SAP keeps marketing these classes and talking about the great future of EWM and SPP, but let’s get real, both these applications have had years to find an audience, and they have not for a good reason. I have personally questioned whether SPP is even live, that is in a real way, at any account globally. Some of the first SPP clients have been trying to get the system live for roughly a decade. What is the length of payback on a ten-year implementation?
Should SPP and EWM Have Been Introduced to the Market?
I bought into the idea that SAP would have success with these new products, and in fact, I work in all the older modules. In fact, most companies, consultants, and even SAP itself would have been better off if EWM and SPP had never been introduced.
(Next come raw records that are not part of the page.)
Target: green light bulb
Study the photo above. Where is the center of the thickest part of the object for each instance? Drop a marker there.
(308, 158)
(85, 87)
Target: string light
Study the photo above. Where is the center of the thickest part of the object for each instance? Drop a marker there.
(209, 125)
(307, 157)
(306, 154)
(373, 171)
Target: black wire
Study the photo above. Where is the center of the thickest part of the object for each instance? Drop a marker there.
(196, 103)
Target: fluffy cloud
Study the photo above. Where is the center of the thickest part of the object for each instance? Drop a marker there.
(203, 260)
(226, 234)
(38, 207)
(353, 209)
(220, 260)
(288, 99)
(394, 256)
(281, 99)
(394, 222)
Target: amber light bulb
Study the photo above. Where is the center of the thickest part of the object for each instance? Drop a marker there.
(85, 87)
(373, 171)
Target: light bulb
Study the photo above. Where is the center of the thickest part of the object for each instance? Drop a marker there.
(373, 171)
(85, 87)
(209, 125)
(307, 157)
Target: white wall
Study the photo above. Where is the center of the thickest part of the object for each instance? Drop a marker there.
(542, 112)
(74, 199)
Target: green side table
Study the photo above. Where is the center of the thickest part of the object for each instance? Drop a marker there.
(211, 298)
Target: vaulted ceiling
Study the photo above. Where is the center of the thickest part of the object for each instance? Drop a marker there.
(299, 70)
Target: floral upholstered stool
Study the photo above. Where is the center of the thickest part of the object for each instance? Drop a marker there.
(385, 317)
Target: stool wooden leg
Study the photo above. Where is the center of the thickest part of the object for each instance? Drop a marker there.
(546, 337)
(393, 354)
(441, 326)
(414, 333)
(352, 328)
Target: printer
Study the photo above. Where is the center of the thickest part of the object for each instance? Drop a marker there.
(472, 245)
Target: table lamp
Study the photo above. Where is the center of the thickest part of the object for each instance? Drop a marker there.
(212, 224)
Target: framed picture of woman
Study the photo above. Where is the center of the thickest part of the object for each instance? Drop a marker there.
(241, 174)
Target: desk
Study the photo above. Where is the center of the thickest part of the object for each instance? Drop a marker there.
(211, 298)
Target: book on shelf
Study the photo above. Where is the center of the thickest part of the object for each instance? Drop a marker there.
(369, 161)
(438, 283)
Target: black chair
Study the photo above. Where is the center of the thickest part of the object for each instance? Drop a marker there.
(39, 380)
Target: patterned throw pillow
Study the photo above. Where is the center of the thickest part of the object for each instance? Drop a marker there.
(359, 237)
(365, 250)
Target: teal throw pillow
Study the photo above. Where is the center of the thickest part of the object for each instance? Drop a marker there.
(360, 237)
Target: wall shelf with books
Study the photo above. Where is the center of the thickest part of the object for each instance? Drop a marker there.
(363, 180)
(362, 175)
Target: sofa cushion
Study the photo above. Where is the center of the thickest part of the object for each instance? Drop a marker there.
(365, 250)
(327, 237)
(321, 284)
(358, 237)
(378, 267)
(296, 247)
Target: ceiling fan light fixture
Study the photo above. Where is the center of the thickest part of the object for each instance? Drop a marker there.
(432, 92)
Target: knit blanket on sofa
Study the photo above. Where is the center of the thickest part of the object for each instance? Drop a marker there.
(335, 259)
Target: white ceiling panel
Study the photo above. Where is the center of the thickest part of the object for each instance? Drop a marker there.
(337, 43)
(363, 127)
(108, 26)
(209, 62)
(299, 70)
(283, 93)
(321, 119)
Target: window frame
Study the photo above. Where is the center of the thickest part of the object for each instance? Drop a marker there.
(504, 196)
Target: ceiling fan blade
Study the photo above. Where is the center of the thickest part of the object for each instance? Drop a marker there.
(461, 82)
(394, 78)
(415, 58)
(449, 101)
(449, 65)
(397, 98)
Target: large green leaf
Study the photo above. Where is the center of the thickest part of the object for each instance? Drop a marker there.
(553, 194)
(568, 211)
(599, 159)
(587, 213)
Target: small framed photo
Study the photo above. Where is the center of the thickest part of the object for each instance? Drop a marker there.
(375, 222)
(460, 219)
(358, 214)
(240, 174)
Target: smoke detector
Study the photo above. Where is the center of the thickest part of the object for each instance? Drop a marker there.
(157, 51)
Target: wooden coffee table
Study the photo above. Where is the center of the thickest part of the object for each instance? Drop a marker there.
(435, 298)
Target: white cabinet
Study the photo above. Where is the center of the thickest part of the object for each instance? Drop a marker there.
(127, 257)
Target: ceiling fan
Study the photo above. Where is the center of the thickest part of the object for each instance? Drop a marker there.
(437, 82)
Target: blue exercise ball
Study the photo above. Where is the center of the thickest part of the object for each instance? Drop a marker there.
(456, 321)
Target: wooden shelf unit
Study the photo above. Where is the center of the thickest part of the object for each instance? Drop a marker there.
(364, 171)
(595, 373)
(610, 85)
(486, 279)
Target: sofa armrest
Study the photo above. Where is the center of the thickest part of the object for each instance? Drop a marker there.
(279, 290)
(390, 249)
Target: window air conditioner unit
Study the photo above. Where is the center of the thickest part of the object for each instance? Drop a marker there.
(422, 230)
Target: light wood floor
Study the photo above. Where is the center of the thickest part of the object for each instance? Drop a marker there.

Instead, SAP should have allocated the development effort to fixing the continuing problems in the pre-existing modules.
If SAP is ever serious about getting traction in EWM or SPP (which will be more difficult now that they have generated such a problematic track record), they need to hire people with business experience in warehousing and service parts planning, something which they have not done very much of up to this point.
What These Products Have Lead To
- Individuals to waste money on products that are in beta stage and not ready to be implemented.
- Companies spending implementation and software license on products that they could have spent on best of breed applications that actually worked.
- Friction between consultants that work in this modules and depend upon them for their livelihood and those like me who point out that these products are not ready for prime time.
- Confusion within companies as to what the actual direction is with these products.
- Resources diverted that could have been used to make the other APO modules better and less buggy.
- A less efficient market, with limited monies that could have gone to vendors like MCA Solutions or Servigistics (for service parts planning) or Red Prairie or Manhattan and Associates (for warehouse management), all of which had products that were fully functional and ready to add value to client’s businesses.
What is the Future for EWM?
The future for EWM does not look good. SAP will probably try to reboot it, but rebooting it will be difficult. I am also unsure that warehouse management offers the types of margins that SAP is used to. SAP’s WM product took very little development effort and is more of a glorified inventory management system rather than a true WMS. It has been moderately successful in terms of implementations, although is a bad product overall. However, with so little invested in it, it was still a worthwhile development. EWM took a lot of development work and will take much more development work to get right. If I am managing SAP development, I may consider cutting the product. I don’t think they will, but it may end up as sort of like the F&R module, that is it exists, but it’s not actively implemented.
This article was written in 2012. This conclusion was updated in June of 2018. Since this article was written EWM has all but disappeared from the marketplace taking enormous amounts of consulting hours down the drain with it.
As we made this prediction in 2012, and if customers heeded out advice, instead of listening to Deloitte or Accenture, they could have saved themselves the cost and loss of time in implementing what was always a doomed application. For some reason, we doubt that Deloitte and Accenture and many others will be publishing on how they were so wrong on EWM and how they billed so much for an application that could not be taken live.